Paul G. Shekelle, MD, PhD; Reed B. Phillips, DC, PhD;
Daniel C. Cherkin, PhD; William C. Meeker, DC, MPH
This chapter summarizes what has been learned from clinical trials about the benefits of spinal manipulation for specific problems and from case reports about the risks of spinal manipulation. In addition, findings of studies examining the ability of spinal manipulation to increase patient satisfaction, decrease cost, or increase cost-effectiveness of care are summarized.
A. Evidence for Benefits of Spinal Manipulation from Clinical Trials
For any health care intervention, it is hoped that the expected benefits exceed the expected risks. The most rigorous method for establishing efficacy of a treatment is the randomized controlled trial (RCT). There have been many RCTs of spinal manipulation for a variety of different patient presentations, as well as many reviews of these RCTs (Assendelft, 1995). This section summarizes both primary data and reviews of studies of the impact of spinal manipulation on patient outcomes, particularly symptoms and function.

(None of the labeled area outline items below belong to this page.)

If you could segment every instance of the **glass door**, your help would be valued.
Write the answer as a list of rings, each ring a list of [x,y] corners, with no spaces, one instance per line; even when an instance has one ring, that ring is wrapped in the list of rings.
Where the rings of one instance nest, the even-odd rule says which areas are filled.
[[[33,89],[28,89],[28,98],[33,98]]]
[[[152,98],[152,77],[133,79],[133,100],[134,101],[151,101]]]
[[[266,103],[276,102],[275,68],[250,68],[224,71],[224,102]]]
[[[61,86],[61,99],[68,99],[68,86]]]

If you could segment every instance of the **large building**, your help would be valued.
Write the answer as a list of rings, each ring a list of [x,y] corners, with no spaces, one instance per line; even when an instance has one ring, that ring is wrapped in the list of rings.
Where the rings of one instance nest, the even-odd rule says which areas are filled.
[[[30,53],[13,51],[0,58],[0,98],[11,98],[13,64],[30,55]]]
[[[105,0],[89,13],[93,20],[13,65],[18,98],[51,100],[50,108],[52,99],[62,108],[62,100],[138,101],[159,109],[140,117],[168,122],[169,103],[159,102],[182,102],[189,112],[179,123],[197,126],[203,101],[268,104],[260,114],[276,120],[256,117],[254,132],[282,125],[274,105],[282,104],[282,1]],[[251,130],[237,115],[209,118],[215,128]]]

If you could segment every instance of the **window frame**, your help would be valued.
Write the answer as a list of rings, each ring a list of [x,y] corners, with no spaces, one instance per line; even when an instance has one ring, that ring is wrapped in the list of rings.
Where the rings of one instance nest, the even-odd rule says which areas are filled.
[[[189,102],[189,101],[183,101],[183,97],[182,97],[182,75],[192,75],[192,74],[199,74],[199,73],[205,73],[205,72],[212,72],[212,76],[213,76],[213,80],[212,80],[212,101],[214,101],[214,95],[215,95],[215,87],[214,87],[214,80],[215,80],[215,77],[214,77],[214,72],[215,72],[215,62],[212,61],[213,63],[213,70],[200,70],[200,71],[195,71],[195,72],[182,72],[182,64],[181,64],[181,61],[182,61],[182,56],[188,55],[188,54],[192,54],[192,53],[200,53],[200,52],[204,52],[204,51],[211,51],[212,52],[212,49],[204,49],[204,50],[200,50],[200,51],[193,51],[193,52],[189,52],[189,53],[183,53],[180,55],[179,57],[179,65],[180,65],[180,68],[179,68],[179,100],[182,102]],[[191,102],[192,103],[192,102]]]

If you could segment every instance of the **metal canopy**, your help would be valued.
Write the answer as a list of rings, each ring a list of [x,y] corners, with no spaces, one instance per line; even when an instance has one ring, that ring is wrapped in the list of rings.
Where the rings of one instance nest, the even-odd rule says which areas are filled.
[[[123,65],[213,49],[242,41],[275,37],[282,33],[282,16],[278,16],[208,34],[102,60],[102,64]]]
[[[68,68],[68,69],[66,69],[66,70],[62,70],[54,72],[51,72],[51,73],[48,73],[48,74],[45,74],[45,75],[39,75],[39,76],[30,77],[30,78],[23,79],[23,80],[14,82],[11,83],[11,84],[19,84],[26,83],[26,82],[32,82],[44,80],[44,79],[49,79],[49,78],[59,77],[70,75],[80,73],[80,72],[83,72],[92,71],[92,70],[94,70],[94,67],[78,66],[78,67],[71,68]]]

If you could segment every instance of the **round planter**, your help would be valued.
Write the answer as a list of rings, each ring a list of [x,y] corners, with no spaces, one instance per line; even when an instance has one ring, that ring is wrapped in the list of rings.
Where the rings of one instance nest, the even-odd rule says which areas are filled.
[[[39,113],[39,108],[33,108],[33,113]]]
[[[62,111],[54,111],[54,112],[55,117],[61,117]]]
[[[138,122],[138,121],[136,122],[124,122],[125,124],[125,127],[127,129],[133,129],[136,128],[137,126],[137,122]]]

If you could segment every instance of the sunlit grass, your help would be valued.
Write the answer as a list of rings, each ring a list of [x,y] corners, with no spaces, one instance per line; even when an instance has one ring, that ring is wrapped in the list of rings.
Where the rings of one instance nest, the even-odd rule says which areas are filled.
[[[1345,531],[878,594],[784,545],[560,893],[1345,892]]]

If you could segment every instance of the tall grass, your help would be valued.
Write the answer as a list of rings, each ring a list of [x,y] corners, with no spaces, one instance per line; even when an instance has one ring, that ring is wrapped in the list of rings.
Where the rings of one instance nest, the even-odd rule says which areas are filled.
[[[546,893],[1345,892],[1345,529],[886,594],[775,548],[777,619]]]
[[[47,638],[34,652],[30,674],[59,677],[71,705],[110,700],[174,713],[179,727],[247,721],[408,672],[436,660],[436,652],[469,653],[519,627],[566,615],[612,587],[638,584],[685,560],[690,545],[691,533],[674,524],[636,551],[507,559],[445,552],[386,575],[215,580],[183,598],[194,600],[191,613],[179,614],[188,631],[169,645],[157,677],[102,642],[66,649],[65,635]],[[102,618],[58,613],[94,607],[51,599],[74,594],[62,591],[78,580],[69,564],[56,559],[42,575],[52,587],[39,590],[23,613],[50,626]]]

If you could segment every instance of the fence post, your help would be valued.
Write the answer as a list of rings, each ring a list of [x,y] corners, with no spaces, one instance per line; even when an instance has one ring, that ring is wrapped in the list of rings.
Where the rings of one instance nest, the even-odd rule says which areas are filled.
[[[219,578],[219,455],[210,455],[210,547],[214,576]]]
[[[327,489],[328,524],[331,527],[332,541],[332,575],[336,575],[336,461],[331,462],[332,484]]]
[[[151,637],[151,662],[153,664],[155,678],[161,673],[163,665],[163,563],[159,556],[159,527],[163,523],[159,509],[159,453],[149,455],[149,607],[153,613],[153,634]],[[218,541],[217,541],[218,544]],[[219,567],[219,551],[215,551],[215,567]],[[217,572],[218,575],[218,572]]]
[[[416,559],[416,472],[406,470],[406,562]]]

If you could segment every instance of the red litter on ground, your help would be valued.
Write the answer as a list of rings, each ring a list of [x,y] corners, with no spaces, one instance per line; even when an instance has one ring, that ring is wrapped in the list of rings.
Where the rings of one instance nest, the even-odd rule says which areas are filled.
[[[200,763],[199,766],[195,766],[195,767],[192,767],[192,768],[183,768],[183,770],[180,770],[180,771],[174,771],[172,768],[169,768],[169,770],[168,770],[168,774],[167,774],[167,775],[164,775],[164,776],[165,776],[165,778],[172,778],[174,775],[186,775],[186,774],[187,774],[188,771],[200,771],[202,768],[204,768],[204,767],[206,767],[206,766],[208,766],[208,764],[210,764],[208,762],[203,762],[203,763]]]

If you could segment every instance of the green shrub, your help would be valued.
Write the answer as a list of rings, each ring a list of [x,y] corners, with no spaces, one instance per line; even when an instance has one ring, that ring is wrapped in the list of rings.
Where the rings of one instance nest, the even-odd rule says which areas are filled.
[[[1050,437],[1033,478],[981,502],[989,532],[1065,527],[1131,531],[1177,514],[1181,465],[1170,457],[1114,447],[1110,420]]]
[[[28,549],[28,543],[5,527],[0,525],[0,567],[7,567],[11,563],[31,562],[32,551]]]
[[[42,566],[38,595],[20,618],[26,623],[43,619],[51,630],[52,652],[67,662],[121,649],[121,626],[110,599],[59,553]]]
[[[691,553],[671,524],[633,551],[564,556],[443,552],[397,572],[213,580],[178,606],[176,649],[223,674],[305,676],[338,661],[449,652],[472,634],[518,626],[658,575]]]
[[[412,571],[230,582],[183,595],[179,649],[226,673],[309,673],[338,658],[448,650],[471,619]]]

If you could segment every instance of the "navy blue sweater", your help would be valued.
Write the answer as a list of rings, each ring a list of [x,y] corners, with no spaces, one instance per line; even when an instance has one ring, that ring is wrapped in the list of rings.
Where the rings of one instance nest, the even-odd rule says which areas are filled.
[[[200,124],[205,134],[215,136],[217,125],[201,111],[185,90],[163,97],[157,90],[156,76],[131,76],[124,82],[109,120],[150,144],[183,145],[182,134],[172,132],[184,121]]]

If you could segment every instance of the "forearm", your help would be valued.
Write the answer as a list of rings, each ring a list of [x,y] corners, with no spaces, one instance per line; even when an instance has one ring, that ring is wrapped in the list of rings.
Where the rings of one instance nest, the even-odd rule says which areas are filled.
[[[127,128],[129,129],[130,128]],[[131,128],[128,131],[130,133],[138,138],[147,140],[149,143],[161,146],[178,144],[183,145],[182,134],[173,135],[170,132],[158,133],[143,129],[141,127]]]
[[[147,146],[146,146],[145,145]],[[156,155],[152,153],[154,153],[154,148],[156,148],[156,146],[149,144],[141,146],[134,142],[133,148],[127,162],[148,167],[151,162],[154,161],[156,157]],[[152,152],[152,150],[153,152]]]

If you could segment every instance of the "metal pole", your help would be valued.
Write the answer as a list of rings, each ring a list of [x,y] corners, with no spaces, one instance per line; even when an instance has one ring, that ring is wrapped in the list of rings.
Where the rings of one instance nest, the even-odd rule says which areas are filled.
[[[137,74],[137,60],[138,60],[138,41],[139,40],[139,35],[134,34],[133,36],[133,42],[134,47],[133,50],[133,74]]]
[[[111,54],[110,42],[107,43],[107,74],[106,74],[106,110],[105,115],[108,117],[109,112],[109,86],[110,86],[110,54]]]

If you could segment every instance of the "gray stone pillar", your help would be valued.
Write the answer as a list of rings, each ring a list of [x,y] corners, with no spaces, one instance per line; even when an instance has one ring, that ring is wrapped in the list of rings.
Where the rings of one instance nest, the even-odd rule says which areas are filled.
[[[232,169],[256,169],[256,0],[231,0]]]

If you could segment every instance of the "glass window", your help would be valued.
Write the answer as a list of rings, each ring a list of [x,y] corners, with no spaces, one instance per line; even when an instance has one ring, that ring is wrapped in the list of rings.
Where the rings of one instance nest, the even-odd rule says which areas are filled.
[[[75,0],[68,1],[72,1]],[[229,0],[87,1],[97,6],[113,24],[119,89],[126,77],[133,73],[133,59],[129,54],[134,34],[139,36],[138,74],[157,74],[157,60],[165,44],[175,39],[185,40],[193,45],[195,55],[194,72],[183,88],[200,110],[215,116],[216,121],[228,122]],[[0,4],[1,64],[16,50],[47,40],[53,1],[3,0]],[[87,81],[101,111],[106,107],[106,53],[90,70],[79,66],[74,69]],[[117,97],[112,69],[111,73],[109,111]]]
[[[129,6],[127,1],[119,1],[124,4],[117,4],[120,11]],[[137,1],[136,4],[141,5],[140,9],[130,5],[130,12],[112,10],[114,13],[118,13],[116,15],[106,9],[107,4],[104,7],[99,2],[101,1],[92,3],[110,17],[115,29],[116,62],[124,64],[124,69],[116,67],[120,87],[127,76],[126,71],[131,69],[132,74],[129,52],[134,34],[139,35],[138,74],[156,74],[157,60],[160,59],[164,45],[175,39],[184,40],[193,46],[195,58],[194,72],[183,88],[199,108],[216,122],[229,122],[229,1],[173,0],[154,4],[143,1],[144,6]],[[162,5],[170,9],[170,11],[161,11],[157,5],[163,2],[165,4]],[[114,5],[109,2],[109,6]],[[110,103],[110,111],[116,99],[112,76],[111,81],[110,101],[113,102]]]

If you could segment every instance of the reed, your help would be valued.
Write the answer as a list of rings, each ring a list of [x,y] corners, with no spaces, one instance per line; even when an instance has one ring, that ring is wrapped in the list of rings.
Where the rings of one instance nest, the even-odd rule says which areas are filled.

1. Musculoskeletal Conditions
Low Back Pain
There have been at least 36 randomized clinical trials of spinal manipulation for patients with low back pain (Koes, 1996). These studies have been of variable quality, as assessed both explicitly and implicitly by several independent investigators. The two highest quality reviews of spinal manipulation for low back pain reached somewhat different conclusions (Koes, 1991, 1996; Shekelle, 1992). The first review, conducted in 1991 and updated in 1996, noted the heterogeneity in study quality and treatments, and did not attempt statistical combinations of individual studies (Koes, 1991,1996). These reviews concluded that it is not conclusively proven that spinal manipulation is beneficial for any low back pain clinical syndrome.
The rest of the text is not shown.